In the table below, we added an odds ratio that we converted from the regression coefficients. These make more practical sense to read.
model.coef.stats = summary(s.logit)$coef
odds.ratio = exp(coef(s.logit))
out.stats = cbind(model.coef.stats, odds.ratio = odds.ratio)
kable(out.stats,caption = "Summary Stats with Odds Ratios")
| Estimate | Std. Error | z value | Pr(>|z|) | odds.ratio | |
|---|---|---|---|---|---|
| (Intercept) | -5.1057489 | 0.3867279 | -13.20243 | 0 | 0.0060618 |
| Bland_Chromatin | 0.9790174 | 0.0803681 | 12.18167 | 0 | 2.6618395 |
The odds ratio associated with Bland Chromatin is 2.66 meaning that as the Bland Chromatin increases by one unit, the odds of having a “Yes” outcome increase by about \(2.66\%\). This is a practically significant risk factor for breast cancer.
Since we are only making one model based off of the likelihood function, we can disregard other goodness of fit measures.
Bland_Chromatin.range = range(BreastCancerData$Bland_Chromatin)
x = seq(Bland_Chromatin.range[1], Bland_Chromatin.range[2], length = 200)
beta.x = coef(s.logit)[1] + coef(s.logit)[2]*x
success.prob = exp(beta.x)/(1+exp(beta.x))
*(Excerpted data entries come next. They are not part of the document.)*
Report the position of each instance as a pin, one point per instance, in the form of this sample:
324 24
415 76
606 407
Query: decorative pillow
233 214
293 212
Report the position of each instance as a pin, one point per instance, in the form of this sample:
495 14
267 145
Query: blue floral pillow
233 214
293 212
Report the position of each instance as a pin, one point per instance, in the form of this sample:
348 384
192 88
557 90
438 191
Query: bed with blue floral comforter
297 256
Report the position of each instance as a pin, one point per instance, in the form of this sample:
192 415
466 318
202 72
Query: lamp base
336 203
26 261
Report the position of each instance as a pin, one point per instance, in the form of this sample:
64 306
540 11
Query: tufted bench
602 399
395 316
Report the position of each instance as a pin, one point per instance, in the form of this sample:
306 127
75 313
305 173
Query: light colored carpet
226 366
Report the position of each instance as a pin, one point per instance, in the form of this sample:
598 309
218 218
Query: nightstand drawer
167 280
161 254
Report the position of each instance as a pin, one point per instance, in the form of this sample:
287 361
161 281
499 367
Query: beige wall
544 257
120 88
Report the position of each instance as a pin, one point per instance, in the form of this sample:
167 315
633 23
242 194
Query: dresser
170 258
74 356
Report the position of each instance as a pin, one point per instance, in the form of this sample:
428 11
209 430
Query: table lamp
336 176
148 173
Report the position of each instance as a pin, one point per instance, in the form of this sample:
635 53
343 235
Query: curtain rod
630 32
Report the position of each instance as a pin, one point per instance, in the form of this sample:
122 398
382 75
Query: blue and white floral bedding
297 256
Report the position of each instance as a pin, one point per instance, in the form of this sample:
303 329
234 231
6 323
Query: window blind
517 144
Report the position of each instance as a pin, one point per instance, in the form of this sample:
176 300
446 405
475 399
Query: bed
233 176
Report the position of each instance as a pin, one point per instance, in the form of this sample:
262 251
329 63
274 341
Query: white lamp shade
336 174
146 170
failure.prob = 1/(1+exp(beta.x))
ylimit = max(success.prob, failure.prob)
beta1 = coef(s.logit)[2]
success.prob.rate = beta1*exp(beta.x)/(1+exp(beta.x))^2
par(mfrow = c(1,2))
plot(x, success.prob, type = "l", lwd = 2, col = "navy",
main = "The probability of being \n tested positive in Breast Cancer",
ylim=c(0, 1),
xlab = "Bland Chromatin",
ylab = "probability",
axes = FALSE,
col.main = "navy",
cex.main = 0.8)
axis(1, pos = 0)
axis(2)
y.rate = max(success.prob.rate)
plot(x, success.prob.rate, type = "l", lwd = 2, col = "navy",
main = "The rate of change in the probability \n of being tested positive in Breast Cancer",
xlab = "Bland_Chromatin",
ylab = "Rate of Change",
ylim=c(0,1.1*y.rate),
axes = FALSE,
col.main = "navy",
cex.main = 0.8)
axis(1, pos = 0)
axis(2)
Our success probability S curve shows us an S shape, which represents the probability increase of a positive breast cancer result as the chromatin thickness increases. The rate of change graph shows us the turning point of the graph is around when Bland_Chromatin is around 5.
In conclusion our logistic model shows us that the thickness of the Bland Chromatin does have a positive effect on whether a patient has a positive breast cancer test or not.